近所の犬を飼っているおうちに、よくお願いしてました。
「お散歩させてくださ~い。」・・って
種類は何だろう?
白い普通の犬。
秋田犬かなぁ?
近くの野原にワンちゃん連れて行って、みんなで遊んでましたね。
もちろん、みんなにも僕にも懐いていましたよ。
だから、毎日のようにその白いワンちゃん、「お散歩させてくださ~い。」・・って。
そして、その白いワンちゃんのおうちとは別の、新しく引っ越してきたおうちの人が、
それは可愛い可愛い子犬ちゃんを飼っていて。
これは今でも覚えています。
ポメラニアン、茶色の。
だいたい茶色だけどね。
そのおうちの前を通ると、愛おしい声でキャンキャンしてるんですよ。
吠えてるって感じじゃなくて、僕と遊んでよぉ~って話かけてるような。
それが判りましたね。
だって可愛いんだもん、その鳴き声が。
キャンキャンって。
そのおうちにも、みんなでお願いしに行ったんですよ。
「お散歩させてくださ~い。
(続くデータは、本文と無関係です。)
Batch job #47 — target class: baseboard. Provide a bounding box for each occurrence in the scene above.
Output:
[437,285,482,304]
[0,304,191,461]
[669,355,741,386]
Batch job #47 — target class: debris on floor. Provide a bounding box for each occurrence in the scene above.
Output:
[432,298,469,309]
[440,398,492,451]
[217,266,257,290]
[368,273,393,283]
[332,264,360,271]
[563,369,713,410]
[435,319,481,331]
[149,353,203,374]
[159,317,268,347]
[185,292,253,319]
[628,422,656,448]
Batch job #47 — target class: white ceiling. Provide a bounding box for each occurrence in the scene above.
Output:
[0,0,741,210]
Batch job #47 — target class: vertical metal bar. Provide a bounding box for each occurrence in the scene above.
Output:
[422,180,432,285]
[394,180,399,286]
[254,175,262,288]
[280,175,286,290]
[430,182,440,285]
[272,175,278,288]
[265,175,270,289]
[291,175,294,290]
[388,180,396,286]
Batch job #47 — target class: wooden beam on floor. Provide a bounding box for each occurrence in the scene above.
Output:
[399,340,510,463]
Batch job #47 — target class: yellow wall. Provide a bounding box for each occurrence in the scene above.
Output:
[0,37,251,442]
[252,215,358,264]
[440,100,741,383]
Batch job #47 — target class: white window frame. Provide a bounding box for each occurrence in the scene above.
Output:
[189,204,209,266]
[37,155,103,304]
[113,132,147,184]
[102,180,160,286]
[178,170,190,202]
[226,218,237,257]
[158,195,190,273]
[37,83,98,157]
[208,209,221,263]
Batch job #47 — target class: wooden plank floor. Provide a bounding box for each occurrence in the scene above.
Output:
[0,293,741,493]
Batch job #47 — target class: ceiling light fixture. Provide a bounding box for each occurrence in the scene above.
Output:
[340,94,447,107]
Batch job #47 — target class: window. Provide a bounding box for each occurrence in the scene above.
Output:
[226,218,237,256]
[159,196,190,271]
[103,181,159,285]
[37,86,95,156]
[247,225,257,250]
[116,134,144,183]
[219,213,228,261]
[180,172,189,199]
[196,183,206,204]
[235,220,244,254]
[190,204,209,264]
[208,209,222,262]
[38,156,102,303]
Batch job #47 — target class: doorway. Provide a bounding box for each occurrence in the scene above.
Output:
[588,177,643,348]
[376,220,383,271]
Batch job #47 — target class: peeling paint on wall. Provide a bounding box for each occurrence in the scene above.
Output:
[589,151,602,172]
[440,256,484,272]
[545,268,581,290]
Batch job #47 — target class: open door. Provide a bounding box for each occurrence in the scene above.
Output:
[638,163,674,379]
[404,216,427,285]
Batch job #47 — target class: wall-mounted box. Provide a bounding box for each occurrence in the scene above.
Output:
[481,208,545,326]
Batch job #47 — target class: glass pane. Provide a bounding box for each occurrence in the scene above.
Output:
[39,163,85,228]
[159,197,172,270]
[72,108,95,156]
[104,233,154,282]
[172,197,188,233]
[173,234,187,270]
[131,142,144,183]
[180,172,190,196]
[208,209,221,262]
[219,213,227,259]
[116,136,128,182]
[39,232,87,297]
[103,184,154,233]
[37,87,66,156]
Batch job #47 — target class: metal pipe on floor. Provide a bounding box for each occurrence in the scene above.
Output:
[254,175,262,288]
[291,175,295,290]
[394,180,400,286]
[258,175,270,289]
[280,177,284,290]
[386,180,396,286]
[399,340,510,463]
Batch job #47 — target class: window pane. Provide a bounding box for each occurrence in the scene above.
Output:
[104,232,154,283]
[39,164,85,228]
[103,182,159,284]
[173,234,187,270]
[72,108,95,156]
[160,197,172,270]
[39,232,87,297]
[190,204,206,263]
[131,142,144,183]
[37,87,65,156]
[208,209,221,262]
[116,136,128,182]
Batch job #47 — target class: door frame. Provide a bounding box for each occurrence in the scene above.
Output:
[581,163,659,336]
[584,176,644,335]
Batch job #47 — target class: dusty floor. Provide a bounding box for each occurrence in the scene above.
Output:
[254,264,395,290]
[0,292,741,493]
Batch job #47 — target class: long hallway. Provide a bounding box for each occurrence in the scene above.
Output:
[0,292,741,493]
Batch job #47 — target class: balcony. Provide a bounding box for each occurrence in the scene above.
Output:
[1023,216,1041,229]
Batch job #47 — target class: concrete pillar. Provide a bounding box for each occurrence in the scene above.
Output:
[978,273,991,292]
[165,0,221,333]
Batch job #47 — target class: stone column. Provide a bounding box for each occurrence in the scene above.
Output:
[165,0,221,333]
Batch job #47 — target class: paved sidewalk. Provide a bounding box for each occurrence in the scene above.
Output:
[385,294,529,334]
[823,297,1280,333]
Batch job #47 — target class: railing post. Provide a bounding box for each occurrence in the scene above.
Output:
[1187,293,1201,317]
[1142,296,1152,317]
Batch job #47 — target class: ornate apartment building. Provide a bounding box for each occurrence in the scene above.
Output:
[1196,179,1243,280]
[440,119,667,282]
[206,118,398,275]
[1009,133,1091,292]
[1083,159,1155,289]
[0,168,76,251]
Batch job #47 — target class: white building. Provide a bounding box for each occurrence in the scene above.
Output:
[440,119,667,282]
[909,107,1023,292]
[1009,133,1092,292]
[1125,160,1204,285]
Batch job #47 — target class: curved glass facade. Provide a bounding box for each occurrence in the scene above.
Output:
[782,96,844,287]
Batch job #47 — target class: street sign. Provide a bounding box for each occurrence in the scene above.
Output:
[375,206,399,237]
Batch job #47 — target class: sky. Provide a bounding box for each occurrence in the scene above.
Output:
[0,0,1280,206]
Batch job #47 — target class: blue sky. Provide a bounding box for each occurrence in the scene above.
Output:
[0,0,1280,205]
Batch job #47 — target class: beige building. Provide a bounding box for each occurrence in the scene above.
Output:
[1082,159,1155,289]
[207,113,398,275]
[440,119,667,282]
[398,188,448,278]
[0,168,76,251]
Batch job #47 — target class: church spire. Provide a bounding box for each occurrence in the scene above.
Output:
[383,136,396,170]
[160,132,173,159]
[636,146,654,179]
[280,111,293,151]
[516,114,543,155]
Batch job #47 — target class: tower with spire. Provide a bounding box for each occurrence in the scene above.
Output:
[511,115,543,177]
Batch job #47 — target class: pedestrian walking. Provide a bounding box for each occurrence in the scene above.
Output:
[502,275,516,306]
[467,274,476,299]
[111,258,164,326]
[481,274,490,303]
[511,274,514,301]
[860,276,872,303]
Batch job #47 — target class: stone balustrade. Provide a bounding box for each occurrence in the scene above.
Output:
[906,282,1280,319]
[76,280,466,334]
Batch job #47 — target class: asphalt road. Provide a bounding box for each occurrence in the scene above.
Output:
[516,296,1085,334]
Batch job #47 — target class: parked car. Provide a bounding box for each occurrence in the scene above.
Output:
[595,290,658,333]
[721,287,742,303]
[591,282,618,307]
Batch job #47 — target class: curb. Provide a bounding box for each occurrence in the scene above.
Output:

」
口をちゃんと揃えて礼儀正しく、笑顔でね。
おばさんも優しい笑顔で、
「じゃあ、お願いしようかしら。」
それでいつものように、いつもの野原でみんなでいっしょにポメちゃんとも楽しい時間を過すようになりました。
ポメちゃんのまわりにみんなが集まって、「可愛い可愛い」って頭なでなでしたり、抱きかかえたり。
もう小っちゃくて、本当に可愛かったです。
ぴょんぴょん跳ねて、キャンキャン鳴いて。
・・っで、ある日のこと。
いつもの野原でいつものように、みんなでワンちゃんたちと遊んでたんですよ。
そう、、ワンちゃん・・たち。
白い秋田犬なのか雑種だったのか、今も判りませんが、
中途半端な大きさで、何となくモサ~としていて、
飛び跳ねないし、キャンキャン鳴かないし。
それに比べて、ポメちゃんはやっぱりその日も大人気。
みんなに順番に抱きかかえられて、ぎゅーっとされて、
ポメちゃんもそれに応えるかのように、更にキュンキュンきゃんきゃんしてましたね。
その野原ってすごく広いんですよ。
子供の頃だからそう感じたのかもしれないんですが。
ある女の子が言いました。
やめとけば良かったのに。
「競争しよう!」・・って。
提案者であるその女の子が、ポメちゃんの綱を持って。
その当時は「リード」なんて言い方してませんでしたからね。
綱でいいんです、首輪に繋がってるヒモです。
それで、僕が白いモサ~としてるワンちゃんのヒモを握って、
よーいドン!・・
競争って、ワンちゃんたちを競争させようってこと。
ワンちゃんたちはそんな意識はないでしょうけど。
ポメちゃんがまた速いんですよ。
小走りだけど回転が良くてぴょんぴょん跳ねるようにすっ飛んで行きました。
その後ろを白いワンちゃんが、モサ~って感じで追いかけていく。
その後ろを僕らが大声張り上げて応援しました。
頑張れーとか、速い速い~とか。
やっぱり見てても可愛いんです、ポメちゃんが。
もう笑顔でキャンキャン鳴きながら楽しんでるのが判ります。
ポメちゃんもみんなからの大声援を受けて、
ぴょんぴょん飛んで先頭を走りながら、時々後ろの僕らを振り返ったりして。
本当にポメちゃんは楽しそうでしたね。
ポメちゃんは。。
僕はもう一匹の白いワンちゃん、モサ~っとしたワンちゃんのヒモを握って後ろを走っていました。
僕一人だけ、その白いワンちゃんに「頑張れー」って、
声には出せなかったけど心の中でちょっと応援してました。
なんか可哀そうになったというか、悔しくなったというか。
みんなの黄色い大声援のほとんど、いや、全てがポメちゃんに向けられたものでしたけど、
僕はただ一人応援してました。
白くて中途半端に大きな秋田犬みたいな雑種なのかよく判らないワンちゃんを。
先頭を走るポメちゃんに遅れを取ってはいましたが、
それはヒモを掴んでいる僕が遅かったからで、白いワンちゃんが遅いわけじゃなくて。
本当はこのワンちゃんの方が速いんだ。
絶対に負けないんだ。
手綱を取る僕の手がグイグイと力強く引っ張られるのを感じたその瞬間、
僕はそのヒモを投げるように解き放ち、
行け~!
ポメちゃんとの差が一完歩一完歩縮まって行くのが、
なんだか凄く嬉しくて、僕はいつの間にか大声で、
行け~!
スピードが増すごとにその一完歩が更に大きくなって、
ポメちゃんを一気に抜き去り、突き放し。
その走りには何だか悲壮感みたいなものが漂って見えました。
白いワンちゃんは、グングンスピードを上げてどこまでも、
野原の端っこにある柵をも飛び越えて、ずっと向こうの方に、
消えていきました。
一匹寂しく、家族の元へと帰って行きました。
そのワンちゃんと遊んだのはその日が最後です。
白くて中途半端に大くて雑種なのかよく判らない、
モサーっとしたワンちゃんのことを想うと
なんだかちょっと寂しい思い出です。